Eran Pichersky, the Michael M. Martin Collegiate Professor of Molecular, Cellular and Developmental Biology, is one of  175 winners of the Guggenheim Fellowships, awarded annually for distinguished achievement in the past and exceptional promise for future accomplishment.

"The spice of life: How plant chemicals have influenced human behavior and history" is the title of Pichersky's project. Each plant species makes a set of unique compounds that help it attract pollinators and other beneficial organisms, repel herbivores and suppress the growth of plant competitors. People have often found specific plant chemicals to be valuable as spices, food preservatives and medicines of various kinds, including the behavior-modifying ones.

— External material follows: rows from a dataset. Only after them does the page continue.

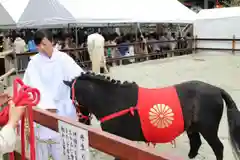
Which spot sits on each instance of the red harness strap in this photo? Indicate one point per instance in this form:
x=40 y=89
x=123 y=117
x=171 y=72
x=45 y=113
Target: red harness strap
x=23 y=96
x=75 y=103
x=118 y=114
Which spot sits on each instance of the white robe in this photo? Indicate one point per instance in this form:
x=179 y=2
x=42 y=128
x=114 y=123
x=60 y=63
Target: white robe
x=47 y=75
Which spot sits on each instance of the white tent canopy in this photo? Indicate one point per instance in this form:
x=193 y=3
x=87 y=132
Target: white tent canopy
x=35 y=13
x=217 y=23
x=28 y=13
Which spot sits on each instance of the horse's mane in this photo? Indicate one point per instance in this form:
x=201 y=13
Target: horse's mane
x=105 y=79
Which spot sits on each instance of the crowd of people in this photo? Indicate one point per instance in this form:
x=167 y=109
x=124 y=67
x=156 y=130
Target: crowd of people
x=119 y=44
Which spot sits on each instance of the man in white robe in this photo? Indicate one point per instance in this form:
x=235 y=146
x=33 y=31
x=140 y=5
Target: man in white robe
x=46 y=72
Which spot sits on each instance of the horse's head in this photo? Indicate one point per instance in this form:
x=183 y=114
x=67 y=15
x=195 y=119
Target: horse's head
x=100 y=95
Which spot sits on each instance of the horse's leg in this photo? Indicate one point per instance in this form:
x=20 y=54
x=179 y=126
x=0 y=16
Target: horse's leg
x=210 y=134
x=195 y=143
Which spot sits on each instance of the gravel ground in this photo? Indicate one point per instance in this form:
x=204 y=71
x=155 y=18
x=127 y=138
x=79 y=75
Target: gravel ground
x=218 y=69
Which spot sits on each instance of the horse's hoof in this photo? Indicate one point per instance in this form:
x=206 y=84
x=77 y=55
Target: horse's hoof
x=192 y=155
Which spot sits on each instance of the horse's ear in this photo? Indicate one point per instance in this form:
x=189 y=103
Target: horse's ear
x=68 y=83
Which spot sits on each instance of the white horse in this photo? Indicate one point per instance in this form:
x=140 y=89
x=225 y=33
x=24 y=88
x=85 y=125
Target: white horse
x=95 y=45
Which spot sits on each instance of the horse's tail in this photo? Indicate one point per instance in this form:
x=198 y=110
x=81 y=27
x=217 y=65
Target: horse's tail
x=233 y=122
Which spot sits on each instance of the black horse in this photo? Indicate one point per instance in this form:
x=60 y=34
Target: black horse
x=201 y=104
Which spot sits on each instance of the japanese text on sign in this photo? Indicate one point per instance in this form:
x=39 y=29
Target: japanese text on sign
x=74 y=142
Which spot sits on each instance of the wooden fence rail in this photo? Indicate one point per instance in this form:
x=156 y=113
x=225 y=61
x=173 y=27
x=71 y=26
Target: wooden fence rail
x=98 y=139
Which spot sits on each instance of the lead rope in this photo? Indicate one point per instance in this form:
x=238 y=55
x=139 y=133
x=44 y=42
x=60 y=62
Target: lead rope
x=23 y=96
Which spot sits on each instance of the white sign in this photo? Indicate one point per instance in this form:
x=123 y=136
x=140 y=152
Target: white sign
x=74 y=142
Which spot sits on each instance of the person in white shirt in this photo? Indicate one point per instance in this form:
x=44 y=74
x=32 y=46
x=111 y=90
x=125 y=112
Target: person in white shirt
x=19 y=44
x=7 y=133
x=46 y=72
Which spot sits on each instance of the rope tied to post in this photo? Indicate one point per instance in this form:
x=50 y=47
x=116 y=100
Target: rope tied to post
x=23 y=96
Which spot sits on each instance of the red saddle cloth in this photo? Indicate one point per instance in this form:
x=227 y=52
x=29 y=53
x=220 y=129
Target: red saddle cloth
x=160 y=114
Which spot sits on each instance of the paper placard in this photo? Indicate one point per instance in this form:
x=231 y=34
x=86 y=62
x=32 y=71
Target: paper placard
x=74 y=142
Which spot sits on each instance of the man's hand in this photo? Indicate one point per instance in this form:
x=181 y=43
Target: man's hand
x=15 y=114
x=52 y=110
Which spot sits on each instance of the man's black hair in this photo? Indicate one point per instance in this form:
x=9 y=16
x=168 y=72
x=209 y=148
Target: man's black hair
x=40 y=34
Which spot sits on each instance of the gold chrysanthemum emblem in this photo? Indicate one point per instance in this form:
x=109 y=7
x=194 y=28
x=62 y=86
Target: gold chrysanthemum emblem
x=161 y=116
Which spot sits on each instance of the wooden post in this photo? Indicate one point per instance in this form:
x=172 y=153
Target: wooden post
x=195 y=44
x=8 y=63
x=233 y=44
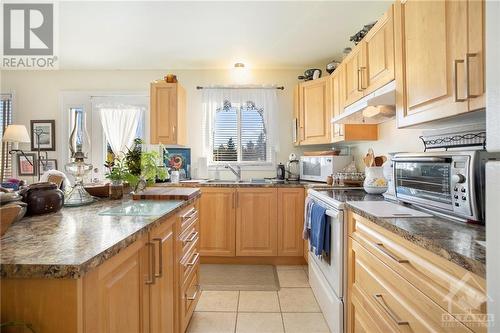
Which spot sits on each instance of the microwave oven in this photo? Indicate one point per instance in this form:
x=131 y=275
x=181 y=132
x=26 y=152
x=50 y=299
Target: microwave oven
x=449 y=182
x=318 y=168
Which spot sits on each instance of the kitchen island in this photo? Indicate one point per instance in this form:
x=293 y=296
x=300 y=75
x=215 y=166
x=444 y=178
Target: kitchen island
x=108 y=266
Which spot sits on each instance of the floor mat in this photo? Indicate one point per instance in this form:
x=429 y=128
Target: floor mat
x=238 y=277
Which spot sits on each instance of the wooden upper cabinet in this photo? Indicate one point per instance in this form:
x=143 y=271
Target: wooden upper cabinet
x=167 y=113
x=163 y=289
x=217 y=222
x=355 y=70
x=347 y=132
x=315 y=111
x=256 y=222
x=379 y=44
x=431 y=71
x=475 y=55
x=290 y=221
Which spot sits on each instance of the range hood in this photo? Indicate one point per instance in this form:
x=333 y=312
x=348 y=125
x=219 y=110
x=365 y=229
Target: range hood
x=375 y=108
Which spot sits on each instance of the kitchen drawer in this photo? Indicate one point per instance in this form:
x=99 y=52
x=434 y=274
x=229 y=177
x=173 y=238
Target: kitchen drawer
x=452 y=287
x=189 y=297
x=189 y=263
x=187 y=216
x=393 y=300
x=189 y=237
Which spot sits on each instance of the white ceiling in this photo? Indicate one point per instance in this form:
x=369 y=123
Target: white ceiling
x=196 y=35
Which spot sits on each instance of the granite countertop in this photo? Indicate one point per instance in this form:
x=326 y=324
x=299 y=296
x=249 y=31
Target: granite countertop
x=69 y=243
x=454 y=241
x=224 y=183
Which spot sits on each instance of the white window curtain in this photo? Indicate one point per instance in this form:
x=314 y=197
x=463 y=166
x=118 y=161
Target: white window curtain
x=263 y=98
x=120 y=118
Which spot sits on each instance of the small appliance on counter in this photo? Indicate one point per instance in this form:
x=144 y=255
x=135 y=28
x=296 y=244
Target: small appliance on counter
x=447 y=182
x=318 y=168
x=280 y=172
x=293 y=168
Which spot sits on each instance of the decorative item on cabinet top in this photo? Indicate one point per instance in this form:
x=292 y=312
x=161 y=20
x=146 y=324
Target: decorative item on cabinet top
x=357 y=37
x=310 y=74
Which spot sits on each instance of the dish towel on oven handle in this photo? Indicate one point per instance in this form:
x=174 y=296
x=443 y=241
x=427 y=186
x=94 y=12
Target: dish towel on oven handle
x=307 y=218
x=320 y=231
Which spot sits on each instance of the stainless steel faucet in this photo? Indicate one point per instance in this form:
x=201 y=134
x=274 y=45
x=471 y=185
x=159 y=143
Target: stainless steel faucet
x=236 y=170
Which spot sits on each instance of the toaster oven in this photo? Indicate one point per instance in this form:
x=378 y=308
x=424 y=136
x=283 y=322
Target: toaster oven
x=450 y=182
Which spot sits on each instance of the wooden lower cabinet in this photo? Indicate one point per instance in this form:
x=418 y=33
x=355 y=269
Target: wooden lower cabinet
x=290 y=221
x=396 y=286
x=218 y=222
x=162 y=291
x=136 y=290
x=256 y=222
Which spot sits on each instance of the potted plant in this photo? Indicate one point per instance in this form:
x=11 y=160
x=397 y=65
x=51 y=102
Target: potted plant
x=142 y=167
x=117 y=174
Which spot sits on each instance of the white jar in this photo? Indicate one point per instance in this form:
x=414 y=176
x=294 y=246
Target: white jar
x=174 y=176
x=375 y=182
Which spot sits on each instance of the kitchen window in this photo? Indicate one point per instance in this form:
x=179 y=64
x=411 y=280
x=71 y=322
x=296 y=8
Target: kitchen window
x=238 y=128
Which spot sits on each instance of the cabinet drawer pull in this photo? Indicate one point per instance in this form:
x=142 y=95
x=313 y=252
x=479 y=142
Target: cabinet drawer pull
x=160 y=257
x=151 y=263
x=191 y=213
x=361 y=69
x=193 y=297
x=380 y=301
x=456 y=62
x=394 y=257
x=359 y=80
x=467 y=69
x=193 y=261
x=191 y=237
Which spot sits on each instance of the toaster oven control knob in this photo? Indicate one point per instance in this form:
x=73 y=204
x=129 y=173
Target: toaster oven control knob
x=458 y=178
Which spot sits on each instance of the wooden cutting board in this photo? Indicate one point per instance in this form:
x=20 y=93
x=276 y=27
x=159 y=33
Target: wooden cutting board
x=167 y=193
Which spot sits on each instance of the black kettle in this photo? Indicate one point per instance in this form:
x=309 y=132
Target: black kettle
x=280 y=172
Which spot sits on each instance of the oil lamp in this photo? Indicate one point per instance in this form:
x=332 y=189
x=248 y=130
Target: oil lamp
x=79 y=145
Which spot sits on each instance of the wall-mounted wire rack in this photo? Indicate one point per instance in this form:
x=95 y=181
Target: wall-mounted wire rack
x=465 y=136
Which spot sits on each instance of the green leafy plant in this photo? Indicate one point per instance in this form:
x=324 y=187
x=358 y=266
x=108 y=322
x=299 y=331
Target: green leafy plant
x=117 y=170
x=142 y=166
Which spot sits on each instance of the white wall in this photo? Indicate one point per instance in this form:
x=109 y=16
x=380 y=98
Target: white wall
x=37 y=96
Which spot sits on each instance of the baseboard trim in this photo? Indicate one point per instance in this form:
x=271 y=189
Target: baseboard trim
x=254 y=260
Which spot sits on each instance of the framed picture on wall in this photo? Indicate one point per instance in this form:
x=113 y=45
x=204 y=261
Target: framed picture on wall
x=47 y=165
x=26 y=164
x=45 y=132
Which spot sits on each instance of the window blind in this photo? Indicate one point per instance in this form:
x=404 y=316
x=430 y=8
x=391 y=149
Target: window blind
x=240 y=135
x=5 y=120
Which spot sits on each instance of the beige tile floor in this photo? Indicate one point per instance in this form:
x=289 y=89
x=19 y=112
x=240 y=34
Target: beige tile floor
x=293 y=309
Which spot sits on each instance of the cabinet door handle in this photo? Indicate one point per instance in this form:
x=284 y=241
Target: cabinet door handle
x=193 y=260
x=191 y=237
x=361 y=69
x=160 y=257
x=193 y=297
x=467 y=69
x=359 y=80
x=191 y=213
x=151 y=268
x=380 y=301
x=391 y=255
x=456 y=62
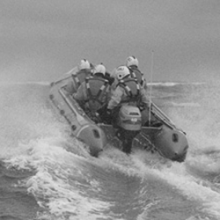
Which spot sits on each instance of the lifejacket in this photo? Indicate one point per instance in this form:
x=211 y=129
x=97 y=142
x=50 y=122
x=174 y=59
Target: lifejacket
x=80 y=77
x=132 y=89
x=136 y=73
x=96 y=92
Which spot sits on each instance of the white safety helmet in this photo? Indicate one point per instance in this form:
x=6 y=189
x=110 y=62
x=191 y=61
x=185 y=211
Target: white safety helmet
x=100 y=68
x=132 y=60
x=121 y=72
x=84 y=64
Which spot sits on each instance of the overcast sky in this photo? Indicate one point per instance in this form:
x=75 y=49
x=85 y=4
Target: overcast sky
x=41 y=39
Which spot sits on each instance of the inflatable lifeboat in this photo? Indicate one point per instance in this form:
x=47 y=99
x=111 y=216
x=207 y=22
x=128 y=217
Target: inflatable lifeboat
x=161 y=136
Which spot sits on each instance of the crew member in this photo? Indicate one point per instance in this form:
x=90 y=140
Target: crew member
x=128 y=90
x=132 y=64
x=93 y=94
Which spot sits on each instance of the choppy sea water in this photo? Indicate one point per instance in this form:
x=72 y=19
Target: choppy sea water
x=47 y=174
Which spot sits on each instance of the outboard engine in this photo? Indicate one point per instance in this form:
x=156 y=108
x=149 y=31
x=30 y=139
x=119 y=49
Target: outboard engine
x=129 y=124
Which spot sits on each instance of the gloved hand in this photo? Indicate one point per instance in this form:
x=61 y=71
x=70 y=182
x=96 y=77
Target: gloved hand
x=108 y=112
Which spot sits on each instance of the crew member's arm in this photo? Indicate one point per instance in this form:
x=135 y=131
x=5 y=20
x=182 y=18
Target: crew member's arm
x=115 y=98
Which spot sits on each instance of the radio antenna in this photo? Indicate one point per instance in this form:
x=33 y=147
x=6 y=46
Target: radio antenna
x=151 y=80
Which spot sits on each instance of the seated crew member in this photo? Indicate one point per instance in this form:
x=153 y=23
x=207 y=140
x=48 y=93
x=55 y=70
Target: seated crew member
x=132 y=64
x=84 y=70
x=127 y=90
x=93 y=94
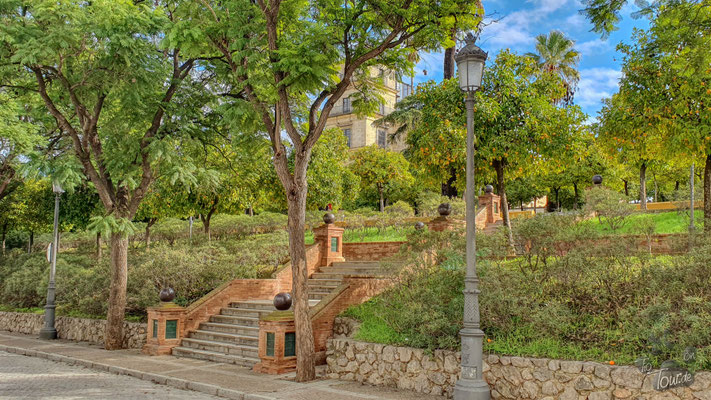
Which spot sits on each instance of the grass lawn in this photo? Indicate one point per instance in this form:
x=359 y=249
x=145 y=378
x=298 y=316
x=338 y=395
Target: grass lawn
x=372 y=234
x=666 y=222
x=374 y=329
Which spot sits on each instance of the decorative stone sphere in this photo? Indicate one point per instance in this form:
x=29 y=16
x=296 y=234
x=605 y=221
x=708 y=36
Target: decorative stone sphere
x=167 y=295
x=444 y=209
x=282 y=301
x=329 y=218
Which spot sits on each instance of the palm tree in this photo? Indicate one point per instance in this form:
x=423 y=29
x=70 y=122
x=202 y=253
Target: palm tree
x=555 y=53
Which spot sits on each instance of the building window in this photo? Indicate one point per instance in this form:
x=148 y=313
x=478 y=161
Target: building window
x=347 y=105
x=381 y=137
x=347 y=133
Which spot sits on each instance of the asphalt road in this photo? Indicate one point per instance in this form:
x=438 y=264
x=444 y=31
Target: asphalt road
x=24 y=377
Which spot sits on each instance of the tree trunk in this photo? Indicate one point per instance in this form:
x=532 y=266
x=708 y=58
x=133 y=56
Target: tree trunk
x=206 y=218
x=499 y=166
x=147 y=236
x=296 y=199
x=577 y=196
x=30 y=242
x=643 y=186
x=449 y=57
x=656 y=187
x=113 y=337
x=382 y=197
x=707 y=195
x=99 y=252
x=4 y=234
x=448 y=188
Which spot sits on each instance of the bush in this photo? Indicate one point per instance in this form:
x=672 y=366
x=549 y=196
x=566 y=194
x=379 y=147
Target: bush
x=609 y=206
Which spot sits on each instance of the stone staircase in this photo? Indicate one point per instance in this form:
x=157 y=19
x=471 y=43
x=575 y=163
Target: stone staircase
x=232 y=336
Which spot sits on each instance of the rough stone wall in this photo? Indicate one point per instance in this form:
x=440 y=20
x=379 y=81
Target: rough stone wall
x=373 y=251
x=508 y=377
x=79 y=329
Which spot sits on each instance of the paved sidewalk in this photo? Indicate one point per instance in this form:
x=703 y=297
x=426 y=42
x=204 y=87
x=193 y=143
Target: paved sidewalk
x=223 y=380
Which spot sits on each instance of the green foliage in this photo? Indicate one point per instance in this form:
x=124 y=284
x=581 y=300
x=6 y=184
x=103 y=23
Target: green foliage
x=609 y=206
x=599 y=302
x=381 y=170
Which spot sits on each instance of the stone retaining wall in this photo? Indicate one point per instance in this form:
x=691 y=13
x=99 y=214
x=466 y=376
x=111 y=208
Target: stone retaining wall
x=79 y=329
x=509 y=377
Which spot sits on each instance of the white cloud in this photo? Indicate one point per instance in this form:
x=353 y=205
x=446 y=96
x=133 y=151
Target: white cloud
x=596 y=84
x=592 y=47
x=516 y=30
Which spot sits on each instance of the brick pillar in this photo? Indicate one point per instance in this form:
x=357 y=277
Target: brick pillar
x=330 y=238
x=166 y=327
x=276 y=355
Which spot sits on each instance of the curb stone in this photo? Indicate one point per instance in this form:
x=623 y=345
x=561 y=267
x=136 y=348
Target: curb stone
x=145 y=376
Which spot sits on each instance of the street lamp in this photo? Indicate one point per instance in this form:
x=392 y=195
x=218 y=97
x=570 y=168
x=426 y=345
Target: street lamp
x=49 y=331
x=470 y=63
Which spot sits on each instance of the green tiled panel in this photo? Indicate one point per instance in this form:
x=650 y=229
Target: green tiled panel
x=171 y=329
x=270 y=344
x=290 y=344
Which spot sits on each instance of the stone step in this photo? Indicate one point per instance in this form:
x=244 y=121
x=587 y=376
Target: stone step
x=330 y=275
x=230 y=328
x=324 y=282
x=238 y=319
x=221 y=347
x=213 y=356
x=229 y=338
x=243 y=312
x=267 y=305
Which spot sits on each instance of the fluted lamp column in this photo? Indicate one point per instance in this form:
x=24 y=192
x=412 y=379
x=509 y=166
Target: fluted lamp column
x=471 y=385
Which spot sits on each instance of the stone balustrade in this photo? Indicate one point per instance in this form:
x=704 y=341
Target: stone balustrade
x=79 y=329
x=509 y=377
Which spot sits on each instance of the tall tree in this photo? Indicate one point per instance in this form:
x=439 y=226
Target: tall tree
x=555 y=53
x=109 y=73
x=289 y=62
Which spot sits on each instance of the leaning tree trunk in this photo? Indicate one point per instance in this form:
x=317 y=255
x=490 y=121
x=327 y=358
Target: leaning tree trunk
x=296 y=199
x=4 y=234
x=577 y=196
x=99 y=252
x=707 y=195
x=113 y=338
x=643 y=186
x=147 y=236
x=382 y=197
x=499 y=166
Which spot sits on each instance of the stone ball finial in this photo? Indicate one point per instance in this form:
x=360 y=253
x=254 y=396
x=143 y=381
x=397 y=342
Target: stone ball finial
x=167 y=295
x=444 y=209
x=329 y=218
x=282 y=301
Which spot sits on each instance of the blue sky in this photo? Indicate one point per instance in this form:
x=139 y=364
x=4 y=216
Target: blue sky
x=521 y=21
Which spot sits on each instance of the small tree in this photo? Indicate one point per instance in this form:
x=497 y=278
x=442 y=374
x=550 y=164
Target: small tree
x=380 y=169
x=608 y=206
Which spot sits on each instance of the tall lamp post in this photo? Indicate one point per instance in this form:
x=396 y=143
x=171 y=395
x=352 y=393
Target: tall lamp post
x=470 y=63
x=49 y=331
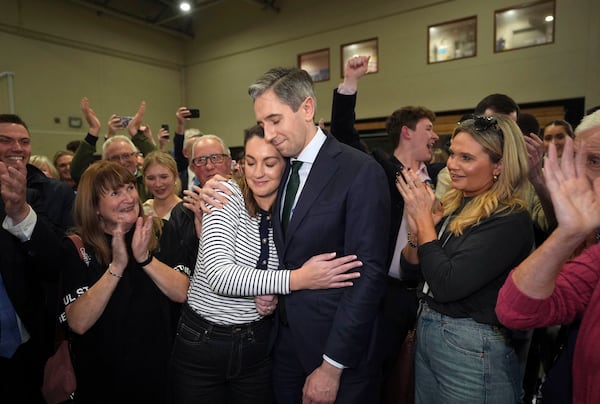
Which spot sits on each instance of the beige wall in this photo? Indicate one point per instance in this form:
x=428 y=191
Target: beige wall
x=60 y=52
x=220 y=70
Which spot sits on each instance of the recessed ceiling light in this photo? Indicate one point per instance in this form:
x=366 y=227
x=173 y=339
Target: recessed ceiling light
x=185 y=6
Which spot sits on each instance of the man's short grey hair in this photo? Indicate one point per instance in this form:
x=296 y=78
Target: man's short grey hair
x=210 y=137
x=591 y=121
x=115 y=139
x=291 y=85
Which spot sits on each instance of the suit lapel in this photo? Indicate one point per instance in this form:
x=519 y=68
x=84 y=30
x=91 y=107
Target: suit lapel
x=276 y=212
x=324 y=168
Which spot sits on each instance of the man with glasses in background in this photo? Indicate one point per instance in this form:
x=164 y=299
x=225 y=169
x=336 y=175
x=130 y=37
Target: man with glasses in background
x=119 y=149
x=210 y=157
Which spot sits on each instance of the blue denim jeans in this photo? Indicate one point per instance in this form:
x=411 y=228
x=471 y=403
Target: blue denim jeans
x=459 y=360
x=220 y=364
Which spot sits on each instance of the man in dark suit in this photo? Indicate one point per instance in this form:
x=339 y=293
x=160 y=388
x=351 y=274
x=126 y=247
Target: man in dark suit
x=326 y=340
x=412 y=137
x=35 y=211
x=28 y=247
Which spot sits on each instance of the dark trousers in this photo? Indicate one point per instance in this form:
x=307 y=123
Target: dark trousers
x=21 y=376
x=399 y=315
x=361 y=385
x=216 y=364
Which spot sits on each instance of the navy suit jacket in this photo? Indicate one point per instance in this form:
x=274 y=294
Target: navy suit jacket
x=344 y=208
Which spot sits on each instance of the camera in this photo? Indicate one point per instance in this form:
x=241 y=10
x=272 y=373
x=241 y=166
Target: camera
x=124 y=120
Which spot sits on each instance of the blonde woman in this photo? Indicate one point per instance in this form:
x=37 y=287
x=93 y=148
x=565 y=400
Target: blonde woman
x=161 y=179
x=463 y=353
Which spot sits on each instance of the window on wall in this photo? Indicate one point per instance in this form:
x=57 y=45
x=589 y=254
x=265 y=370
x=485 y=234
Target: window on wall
x=452 y=40
x=316 y=63
x=524 y=26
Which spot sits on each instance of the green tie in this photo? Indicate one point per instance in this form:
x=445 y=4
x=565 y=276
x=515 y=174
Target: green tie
x=290 y=194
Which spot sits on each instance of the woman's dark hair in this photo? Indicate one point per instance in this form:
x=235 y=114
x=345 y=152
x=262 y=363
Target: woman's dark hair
x=251 y=205
x=98 y=179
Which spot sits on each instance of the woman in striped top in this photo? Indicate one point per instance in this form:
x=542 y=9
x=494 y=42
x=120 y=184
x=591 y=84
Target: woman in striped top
x=221 y=349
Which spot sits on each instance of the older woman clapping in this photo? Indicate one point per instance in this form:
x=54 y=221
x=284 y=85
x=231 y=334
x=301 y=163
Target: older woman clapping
x=119 y=297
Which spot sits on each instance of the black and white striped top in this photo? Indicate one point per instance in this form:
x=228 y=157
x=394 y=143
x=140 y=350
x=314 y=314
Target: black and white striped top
x=226 y=280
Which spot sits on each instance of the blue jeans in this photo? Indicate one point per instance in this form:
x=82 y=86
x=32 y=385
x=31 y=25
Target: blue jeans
x=216 y=364
x=459 y=360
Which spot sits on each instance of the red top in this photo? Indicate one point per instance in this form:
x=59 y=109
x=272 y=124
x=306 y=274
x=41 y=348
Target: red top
x=575 y=293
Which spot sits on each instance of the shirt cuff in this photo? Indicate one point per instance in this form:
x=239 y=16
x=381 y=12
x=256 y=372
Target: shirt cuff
x=24 y=229
x=333 y=363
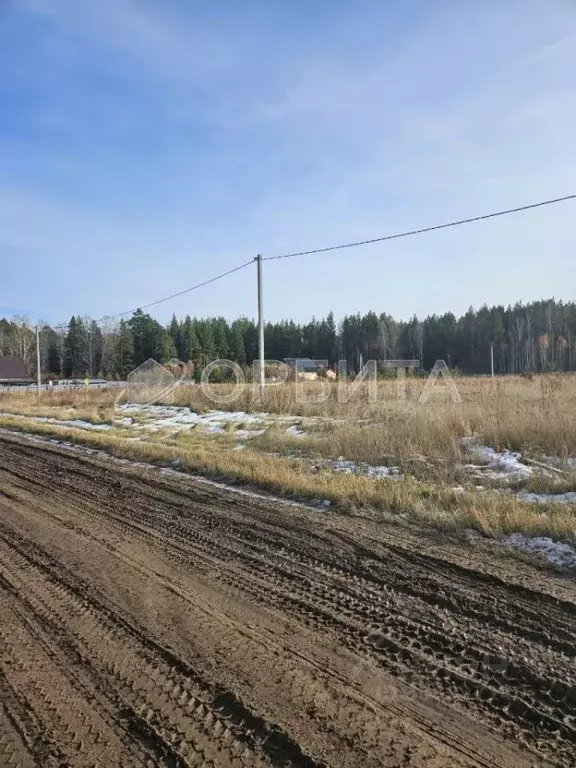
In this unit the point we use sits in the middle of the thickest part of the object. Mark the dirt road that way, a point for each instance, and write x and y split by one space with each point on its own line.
152 620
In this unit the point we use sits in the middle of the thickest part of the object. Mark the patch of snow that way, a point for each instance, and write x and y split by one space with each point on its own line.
214 429
248 433
554 551
352 468
547 498
295 431
499 465
80 423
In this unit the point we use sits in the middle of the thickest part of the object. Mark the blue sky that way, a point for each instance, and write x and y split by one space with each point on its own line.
146 145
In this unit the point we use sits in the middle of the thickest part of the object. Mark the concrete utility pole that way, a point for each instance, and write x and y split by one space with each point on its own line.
38 361
261 372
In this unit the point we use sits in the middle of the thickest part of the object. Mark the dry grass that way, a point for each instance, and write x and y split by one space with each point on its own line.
355 494
535 417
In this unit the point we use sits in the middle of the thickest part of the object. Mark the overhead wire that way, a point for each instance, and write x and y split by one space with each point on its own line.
181 293
411 232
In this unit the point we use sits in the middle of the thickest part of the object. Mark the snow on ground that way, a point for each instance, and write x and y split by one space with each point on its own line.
354 468
555 552
78 423
295 431
505 465
180 417
547 498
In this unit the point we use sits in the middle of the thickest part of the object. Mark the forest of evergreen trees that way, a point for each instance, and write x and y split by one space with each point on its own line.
535 337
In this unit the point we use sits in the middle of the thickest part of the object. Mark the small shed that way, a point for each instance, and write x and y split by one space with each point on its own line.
13 371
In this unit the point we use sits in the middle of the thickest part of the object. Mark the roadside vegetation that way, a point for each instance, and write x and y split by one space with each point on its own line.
303 445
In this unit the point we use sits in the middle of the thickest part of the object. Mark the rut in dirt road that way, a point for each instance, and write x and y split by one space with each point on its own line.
149 619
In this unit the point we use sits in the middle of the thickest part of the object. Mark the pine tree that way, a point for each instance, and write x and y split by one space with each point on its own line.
124 350
237 346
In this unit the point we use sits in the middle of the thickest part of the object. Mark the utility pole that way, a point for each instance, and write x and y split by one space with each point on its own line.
261 372
38 361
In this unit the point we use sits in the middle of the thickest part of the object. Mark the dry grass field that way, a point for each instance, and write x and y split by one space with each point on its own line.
427 444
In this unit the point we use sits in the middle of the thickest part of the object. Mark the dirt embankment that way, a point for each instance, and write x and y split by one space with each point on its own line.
149 620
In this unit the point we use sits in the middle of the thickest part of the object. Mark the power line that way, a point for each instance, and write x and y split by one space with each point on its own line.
423 230
181 293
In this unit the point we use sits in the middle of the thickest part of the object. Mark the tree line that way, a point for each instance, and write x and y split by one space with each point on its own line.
524 338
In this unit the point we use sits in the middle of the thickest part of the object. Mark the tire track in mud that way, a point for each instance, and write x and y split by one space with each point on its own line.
503 654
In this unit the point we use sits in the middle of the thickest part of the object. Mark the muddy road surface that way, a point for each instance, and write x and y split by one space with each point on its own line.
149 619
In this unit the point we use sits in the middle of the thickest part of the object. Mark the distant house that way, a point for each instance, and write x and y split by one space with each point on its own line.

"For many years, my laboratory has studied how plants synthesize many of these compounds," Pichersky said. "The Guggenheim Fellowship will now allow me to take a sabbatical to research and write a book on how the specific chemical compositions of various plant species have had an (often unconscious) influence on human actions — for example, agricultural practices, but also other cultural activities as well."

Since its establishment in 1925, the foundation has granted more than $325 million in fellowships to almost 18,000 individuals, among whom are scores of Nobel laureates and poets laureate, as well as winners of the Pulitzer Prize, Fields Medal and other important, internationally recognized honors.